The question caught me off guard. I’d been so caught up in the day-to-day tasks of caring for the lasses, in navigating my own tumultuous feelings, that I’d almost forgotten my original purpose. “I do nae ken,” I answered honestly. “He seems to care for his daughters more openly, but…”

“But that’s nae enough,” James finished for me. “Nae to truly heal him, as I said last time we talked.” He guided me through another turn, then lowered his voice. “Have ye considered what I suggested? About listening to the voices instead of fighting them?”

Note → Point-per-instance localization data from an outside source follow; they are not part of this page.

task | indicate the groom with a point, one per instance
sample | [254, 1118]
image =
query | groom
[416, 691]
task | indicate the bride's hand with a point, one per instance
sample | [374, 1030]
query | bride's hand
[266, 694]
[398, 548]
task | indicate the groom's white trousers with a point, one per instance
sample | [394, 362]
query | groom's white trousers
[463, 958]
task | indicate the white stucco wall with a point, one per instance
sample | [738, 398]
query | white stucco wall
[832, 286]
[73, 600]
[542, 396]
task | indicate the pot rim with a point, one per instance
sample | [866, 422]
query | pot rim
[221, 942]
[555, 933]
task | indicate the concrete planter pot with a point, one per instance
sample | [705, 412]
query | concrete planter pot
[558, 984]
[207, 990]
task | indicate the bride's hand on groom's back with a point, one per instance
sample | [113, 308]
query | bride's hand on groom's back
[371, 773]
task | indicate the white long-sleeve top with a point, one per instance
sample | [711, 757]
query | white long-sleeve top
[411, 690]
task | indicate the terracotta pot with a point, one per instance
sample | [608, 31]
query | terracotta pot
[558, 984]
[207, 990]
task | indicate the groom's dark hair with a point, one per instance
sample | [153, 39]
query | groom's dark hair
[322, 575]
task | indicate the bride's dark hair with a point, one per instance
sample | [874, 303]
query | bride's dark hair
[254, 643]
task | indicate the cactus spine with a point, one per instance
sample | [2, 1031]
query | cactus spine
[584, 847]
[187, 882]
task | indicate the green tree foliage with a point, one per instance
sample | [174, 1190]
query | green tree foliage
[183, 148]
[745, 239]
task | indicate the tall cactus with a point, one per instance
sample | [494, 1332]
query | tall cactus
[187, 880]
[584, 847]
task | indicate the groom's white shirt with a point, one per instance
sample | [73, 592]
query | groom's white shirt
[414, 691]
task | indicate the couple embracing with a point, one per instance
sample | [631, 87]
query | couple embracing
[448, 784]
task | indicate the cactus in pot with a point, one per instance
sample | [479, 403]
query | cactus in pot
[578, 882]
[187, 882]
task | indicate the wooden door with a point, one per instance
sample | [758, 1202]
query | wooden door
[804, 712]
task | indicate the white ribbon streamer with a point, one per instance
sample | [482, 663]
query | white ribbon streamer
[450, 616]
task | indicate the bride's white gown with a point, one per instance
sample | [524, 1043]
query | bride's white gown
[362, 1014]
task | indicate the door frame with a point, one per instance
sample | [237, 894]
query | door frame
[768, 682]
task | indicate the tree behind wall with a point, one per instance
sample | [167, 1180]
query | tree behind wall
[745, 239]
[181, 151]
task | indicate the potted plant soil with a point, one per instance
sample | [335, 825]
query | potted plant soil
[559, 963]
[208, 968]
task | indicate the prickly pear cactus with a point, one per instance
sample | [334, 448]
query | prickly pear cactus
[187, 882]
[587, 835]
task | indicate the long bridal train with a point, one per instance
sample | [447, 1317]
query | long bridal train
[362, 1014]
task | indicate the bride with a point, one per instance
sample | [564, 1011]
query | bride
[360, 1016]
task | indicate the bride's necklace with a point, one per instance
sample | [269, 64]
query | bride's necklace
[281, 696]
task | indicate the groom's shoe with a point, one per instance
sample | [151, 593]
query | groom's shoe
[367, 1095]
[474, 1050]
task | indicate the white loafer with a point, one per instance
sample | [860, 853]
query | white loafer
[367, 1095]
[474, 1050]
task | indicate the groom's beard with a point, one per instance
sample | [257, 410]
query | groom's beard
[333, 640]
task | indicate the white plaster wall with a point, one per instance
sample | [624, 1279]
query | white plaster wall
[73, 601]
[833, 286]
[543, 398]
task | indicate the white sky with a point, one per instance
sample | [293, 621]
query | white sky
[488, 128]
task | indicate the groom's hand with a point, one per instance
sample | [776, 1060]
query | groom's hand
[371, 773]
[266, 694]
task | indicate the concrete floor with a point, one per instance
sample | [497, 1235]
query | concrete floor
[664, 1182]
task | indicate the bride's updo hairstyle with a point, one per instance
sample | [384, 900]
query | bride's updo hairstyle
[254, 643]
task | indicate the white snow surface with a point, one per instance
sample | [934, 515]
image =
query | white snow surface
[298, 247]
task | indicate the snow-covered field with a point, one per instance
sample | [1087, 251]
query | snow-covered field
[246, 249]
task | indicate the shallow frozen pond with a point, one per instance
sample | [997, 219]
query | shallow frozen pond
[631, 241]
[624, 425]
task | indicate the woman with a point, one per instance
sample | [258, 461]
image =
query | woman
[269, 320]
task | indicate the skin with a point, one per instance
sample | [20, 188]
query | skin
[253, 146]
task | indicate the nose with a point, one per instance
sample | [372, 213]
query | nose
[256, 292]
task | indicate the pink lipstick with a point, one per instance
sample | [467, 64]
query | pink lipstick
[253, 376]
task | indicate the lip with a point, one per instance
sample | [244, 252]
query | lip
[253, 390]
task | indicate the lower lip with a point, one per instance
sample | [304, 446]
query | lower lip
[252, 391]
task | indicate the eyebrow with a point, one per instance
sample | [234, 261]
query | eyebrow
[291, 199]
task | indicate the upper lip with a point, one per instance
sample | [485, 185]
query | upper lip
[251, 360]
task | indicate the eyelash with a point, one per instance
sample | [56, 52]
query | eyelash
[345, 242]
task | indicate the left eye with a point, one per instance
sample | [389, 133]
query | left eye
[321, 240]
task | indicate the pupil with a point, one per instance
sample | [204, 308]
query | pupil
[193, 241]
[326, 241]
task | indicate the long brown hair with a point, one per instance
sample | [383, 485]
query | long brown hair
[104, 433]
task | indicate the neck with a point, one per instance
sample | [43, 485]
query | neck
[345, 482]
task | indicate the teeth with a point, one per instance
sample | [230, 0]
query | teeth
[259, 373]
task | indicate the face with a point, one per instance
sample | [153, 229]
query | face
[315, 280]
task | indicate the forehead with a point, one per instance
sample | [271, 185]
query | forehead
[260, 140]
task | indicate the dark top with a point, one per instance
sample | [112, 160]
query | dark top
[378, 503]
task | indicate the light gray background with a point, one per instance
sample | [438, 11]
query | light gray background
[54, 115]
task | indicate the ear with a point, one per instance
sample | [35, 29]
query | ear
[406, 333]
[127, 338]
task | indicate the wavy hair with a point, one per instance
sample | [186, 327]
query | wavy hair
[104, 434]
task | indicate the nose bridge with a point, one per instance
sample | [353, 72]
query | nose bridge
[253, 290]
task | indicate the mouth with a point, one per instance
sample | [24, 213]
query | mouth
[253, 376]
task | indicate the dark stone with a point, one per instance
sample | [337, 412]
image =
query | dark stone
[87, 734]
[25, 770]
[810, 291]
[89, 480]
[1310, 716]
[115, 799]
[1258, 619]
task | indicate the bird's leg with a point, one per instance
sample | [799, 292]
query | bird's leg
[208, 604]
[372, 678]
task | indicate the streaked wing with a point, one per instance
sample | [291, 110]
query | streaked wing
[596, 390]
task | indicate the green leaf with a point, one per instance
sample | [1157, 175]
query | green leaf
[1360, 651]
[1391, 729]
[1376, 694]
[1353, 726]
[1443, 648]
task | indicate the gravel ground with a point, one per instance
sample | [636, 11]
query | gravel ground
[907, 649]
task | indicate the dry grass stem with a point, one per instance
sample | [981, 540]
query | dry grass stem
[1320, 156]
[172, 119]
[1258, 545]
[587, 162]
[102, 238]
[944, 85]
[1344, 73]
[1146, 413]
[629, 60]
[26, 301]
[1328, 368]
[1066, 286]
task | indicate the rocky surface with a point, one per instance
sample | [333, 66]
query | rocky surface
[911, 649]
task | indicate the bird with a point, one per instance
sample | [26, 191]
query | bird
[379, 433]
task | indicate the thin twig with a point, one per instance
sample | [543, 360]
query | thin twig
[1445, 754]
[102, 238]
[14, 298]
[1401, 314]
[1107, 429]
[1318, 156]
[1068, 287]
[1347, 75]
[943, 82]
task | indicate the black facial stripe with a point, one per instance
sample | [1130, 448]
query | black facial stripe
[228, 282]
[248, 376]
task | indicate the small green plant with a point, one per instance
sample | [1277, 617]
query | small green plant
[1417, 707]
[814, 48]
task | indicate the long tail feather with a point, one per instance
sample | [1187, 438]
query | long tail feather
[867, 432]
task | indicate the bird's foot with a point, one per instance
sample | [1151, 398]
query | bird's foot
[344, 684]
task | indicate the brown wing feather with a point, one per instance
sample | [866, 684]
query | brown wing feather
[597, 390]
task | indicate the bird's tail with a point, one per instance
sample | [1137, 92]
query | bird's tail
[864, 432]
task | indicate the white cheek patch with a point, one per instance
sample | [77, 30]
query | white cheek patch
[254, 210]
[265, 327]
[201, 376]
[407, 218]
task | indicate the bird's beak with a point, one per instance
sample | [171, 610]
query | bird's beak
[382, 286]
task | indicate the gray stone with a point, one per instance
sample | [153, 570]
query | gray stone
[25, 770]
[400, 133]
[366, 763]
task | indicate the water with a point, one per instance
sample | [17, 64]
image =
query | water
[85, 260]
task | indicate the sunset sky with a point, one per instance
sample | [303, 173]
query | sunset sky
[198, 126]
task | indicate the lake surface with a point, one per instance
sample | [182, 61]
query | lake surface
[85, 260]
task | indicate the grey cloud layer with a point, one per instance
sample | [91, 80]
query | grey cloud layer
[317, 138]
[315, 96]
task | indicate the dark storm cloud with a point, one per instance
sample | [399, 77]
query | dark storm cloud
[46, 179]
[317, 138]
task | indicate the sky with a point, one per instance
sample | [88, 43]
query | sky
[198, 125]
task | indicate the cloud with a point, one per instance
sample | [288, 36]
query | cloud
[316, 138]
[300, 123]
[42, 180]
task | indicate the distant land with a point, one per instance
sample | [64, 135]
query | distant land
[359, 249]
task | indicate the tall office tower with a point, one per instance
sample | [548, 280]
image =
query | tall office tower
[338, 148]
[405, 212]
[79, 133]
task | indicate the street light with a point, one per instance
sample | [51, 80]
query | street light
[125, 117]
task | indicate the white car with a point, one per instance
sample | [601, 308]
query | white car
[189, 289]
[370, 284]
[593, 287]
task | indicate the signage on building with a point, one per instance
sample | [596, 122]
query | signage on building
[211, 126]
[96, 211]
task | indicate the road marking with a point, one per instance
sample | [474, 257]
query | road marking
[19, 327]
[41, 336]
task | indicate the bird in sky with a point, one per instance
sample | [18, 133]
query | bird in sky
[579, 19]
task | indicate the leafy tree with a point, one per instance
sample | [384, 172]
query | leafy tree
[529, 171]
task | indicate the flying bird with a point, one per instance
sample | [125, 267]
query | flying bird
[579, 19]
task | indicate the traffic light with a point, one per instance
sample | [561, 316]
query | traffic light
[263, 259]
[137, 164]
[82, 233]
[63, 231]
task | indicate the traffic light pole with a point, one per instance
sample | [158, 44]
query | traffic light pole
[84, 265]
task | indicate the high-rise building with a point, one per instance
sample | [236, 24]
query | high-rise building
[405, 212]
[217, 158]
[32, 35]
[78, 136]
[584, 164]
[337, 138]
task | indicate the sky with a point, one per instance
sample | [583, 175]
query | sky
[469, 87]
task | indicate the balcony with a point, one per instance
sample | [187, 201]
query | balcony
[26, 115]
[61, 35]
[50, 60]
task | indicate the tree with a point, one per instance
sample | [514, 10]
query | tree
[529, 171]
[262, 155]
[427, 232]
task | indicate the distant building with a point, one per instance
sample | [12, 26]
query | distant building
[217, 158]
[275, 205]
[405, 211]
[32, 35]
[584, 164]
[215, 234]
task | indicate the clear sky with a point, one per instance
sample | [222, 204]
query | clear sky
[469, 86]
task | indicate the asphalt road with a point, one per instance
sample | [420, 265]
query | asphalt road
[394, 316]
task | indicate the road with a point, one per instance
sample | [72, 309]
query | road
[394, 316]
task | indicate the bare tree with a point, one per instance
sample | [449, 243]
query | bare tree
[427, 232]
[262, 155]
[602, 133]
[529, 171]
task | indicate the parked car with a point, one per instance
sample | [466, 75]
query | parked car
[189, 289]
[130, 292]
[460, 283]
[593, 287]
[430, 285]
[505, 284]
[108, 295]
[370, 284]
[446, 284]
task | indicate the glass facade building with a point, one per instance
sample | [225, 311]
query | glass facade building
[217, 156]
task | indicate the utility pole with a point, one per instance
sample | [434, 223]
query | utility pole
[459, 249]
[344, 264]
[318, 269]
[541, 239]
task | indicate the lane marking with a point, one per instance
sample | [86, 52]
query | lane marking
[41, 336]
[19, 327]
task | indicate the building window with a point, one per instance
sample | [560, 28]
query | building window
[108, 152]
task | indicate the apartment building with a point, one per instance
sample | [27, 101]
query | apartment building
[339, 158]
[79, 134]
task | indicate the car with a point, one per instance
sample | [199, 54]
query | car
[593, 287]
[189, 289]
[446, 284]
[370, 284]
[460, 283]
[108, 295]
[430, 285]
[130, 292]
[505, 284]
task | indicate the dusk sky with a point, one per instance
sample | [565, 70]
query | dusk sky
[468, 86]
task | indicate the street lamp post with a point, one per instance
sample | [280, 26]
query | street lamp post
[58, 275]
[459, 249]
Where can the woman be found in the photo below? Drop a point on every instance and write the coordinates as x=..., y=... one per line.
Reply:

I tensed beneath his hand, nearly missing a step in the dance. “I’ve thought of little else since we spoke,” I confessed.

“And?”

The music swelled around us as I considered my answer. Munro’s words about the way I was living, leaving no room for joy, for possibility, came to me. “Perhaps ye’re right,” I saidbegrudgingly. “Perhaps I’ve been so determined to silence the dead that I’ve missed what they might be trying to tell me.”

James’s eyes lit with approval. “The voices chose ye for a reason.”

“They did nae choose me,” I muttered. “I was cursed.”

The dance ended, and James bowed over my hand. As he straightened, he said, “Mayhap ye have been looking at it incorrectly. Mayhap if ye listen, if ye help others, ye will find some peace of yer own.”

I made my way back to the high table as Jame’s words echoed in my mind. Had I been wrong to fight so hard against the curse? Could there be purpose in what I’d thus far seen only as punishment? The thought was terrifying yet strangely liberating.

As I took my seat, I decided that the next time a voice spoke to me, I would listen. I barely had time to settle this in my mind before a woman’s voice, soft and sorrowful, filled my head.

My locket lies beneath the loose stone in the far corner of the kitchen hearth. I was to pass it to my Mary as my mama passed it to me. Give it to my Mary. Ease her grief.

I froze with my goblet halfway to my lips. In the past, I would have tensed, fought to ignore the voice, pushed it away with all my mental strength. Now, I let it come, let the words wash over me, through me.

“What’s the matter, Murieall?” Bess asked from beside me.

“Nae anything, lass. I just remembered something I need to attend to. Please excuse me.”

I rose from the table, aware of Munro’s gaze upon me, but I offered no further explanation. I hurried out of the great hall to the kitchen, where some servants were busy preparing the next day’s bread. Several women looked up in surprise as I entered.

“May I help ye, my lady?” asked an older woman, wiping floury hands on her apron.

“I’m looking for Mary,” I said, surprised at the steadiness of my voice.

A young woman stepped forward, perhaps seventeen or eighteen summers, her face pinched with wariness. “I’m Mary,” she said with a small curtsy. “Have I done something wrong?”

“Nay,” I assured her quickly. “I…” Embarrassment rose, but I shoved it aside. “I’ve come about yer mama’s locket.”